// RESEARCH

I Built This Site With AI Agents. Here's Everything That Broke.

A build log of 403ai.org itself — the orchestration pattern, what shipped fast, and the failures that taught more than the wins.

Jun 7, 2026 · 403AI · 5 min read

  • The Forge
  • build-log
  • ai-agents
  • claude-code
  • case-study

// DISCLOSUREDrafted with AI and reviewed + edited by a human maintainer before publishing (Constitution §C).

This site was built almost entirely by AI. Not "AI-assisted" in the marketing sense — actual agents writing the actual code, with a human holding the seams. I want to walk you through how, and specifically where it fell on its face, because the failures taught me more than the wins did.

The setup

The method is an orchestration pattern, not a single magic prompt. One AI sits in a chat window as the architect: it makes the decisions, writes the specs, and reviews the work. A coding agent — Claude Code — lives in the terminal and does the actual building. Cheaper agents, Codex and Gemini, get delegated the boilerplate to keep the expensive tokens for the work that needs them. And a human — me — is the gate: I approve the specs, review every pull request, and do every merge. Specs first, then code. Nothing ships because an agent felt like it.

For the kind of work that has a clear definition of done, this is genuinely fast. Scaffolding, the content pipeline, API endpoints, the test suite, CI, the deploy to production — the agent flies through anything where a failing test or a compiler error can tell it when it's finished.

Then there's the other kind of work.

The logo that ate two hours

I asked the agent to build a custom logo — a constructed wordmark with letterforms drawn on a few shared angles, precise geometry. It ran for thirty-six minutes and slammed into its output limit with nothing to show. I cut the scope down and tried again. Same thing: another thirty-six minutes, another wall, more tokens gone.

The lesson landed on the second failure. Agents converge when something external tells them they're done — a failing test, a compile error, a type mismatch. Visual design has none of that. "Does this look right" is a judgment the agent can't make about its own output, so it loops: nudge a coordinate, re-render, second-guess, nudge again, forever, until it hits a hard limit. It wasn't bad at drawing SVG. It was trapped in a problem with no exit condition.

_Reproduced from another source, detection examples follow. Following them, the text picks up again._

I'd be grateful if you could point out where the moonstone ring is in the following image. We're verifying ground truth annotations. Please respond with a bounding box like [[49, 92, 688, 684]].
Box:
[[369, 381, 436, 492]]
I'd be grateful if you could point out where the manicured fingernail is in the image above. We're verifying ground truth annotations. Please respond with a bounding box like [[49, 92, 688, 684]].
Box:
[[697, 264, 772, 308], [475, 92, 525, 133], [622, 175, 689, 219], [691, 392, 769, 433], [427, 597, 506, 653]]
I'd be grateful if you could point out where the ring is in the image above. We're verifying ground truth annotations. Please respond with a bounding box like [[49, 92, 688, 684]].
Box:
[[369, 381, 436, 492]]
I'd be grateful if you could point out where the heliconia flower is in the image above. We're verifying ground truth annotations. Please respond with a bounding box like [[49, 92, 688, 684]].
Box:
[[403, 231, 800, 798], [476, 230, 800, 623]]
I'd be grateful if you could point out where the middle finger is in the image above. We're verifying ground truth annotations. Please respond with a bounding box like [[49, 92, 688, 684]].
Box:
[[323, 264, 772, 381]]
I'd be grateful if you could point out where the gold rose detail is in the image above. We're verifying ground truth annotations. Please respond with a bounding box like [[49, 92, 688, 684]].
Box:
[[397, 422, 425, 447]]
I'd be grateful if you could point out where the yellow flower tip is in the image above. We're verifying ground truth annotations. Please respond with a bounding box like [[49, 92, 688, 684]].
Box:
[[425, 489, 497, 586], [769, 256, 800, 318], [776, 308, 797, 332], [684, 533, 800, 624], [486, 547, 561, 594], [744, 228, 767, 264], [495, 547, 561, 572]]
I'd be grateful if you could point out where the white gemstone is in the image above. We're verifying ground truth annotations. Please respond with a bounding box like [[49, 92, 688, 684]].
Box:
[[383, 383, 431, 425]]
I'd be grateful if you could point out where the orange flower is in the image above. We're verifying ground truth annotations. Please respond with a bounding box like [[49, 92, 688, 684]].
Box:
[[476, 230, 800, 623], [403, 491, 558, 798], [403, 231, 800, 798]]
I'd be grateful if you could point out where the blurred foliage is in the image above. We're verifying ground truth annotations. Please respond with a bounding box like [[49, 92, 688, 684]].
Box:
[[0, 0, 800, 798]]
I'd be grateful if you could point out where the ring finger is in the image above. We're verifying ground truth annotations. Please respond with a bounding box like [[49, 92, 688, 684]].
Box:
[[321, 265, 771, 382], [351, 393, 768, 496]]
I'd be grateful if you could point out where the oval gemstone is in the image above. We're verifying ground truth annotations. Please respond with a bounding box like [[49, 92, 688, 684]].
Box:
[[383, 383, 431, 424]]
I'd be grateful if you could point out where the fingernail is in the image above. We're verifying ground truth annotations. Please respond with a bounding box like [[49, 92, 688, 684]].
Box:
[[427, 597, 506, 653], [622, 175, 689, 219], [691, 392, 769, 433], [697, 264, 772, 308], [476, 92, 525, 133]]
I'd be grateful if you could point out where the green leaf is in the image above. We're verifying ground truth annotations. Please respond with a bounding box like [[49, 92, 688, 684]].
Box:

The fix wasn't a cleverer prompt. It was pulling the design out of the loop entirely — decide the geometry by hand, then hand the agent only the part with a clear done-state: drop in the finished file and wire it up. The logo is still parked, honestly. It's filed as an issue. This post shipped first, which probably tells you something true about priorities.

One token, two jobs

A color refactor took a tempting shortcut. Instead of updating every component, route them all through a single color token and just re-point that one token at the new color. Zero component changes. Shipped in minutes. Looked great.

Two problems surfaced later, both the same root cause. First, when I went to adjust the palette, flipping that one token flipped the entire site to a single color — because no element actually had a role of its own, they were all just sharing. Second, fixing an unrelated text-contrast bug meant brightening a token that turned out to also be the brand color, and the brand quietly slid from a deep oxblood to a bright coral. Nobody chose that. A contrast fix chose it.

One token doing two semantic jobs is debt, and it compounds quietly. The fix was boring and correct: give every color a real role — brand, action, success, danger — its own token, from the start. Slower up front. A lot cheaper than finding out your brand changed color because of an error message.

The human is the gate for a reason

The least glamorous lesson is the one I'd keep if I had to drop the rest. The review step earned its place. The agent never self-merges here; I review and merge every change. That caught the brand-color drift the agent literally could not see. It held a data-collection endpoint offline until the legal copy was actually finished instead of "good enough." It stopped more than one clever shortcut from quietly becoming load-bearing. An agent optimizes for the tests pass. Someone still has to optimize for this is actually right.

The takeaway

Not "AI builds everything now." Not "AI is overhyped slop." Both of those are lazy, and both are wrong. The real shape of it is narrower and more useful: AI is extraordinary at work that has a definition of done, and useless-to-dangerous at work that needs taste and judgment with no test to check it against. The skill that matters isn't prompting. It's knowing which kind of work you're looking at, and refusing to hand the second kind to a loop that can't tell when it's wrong.

This whole site is built that way. AI did the volume; a human held the seams. That isn't a disclaimer we bolted on at the end. It's the method.

The page said 403. You're reading it anyway. Now go build something.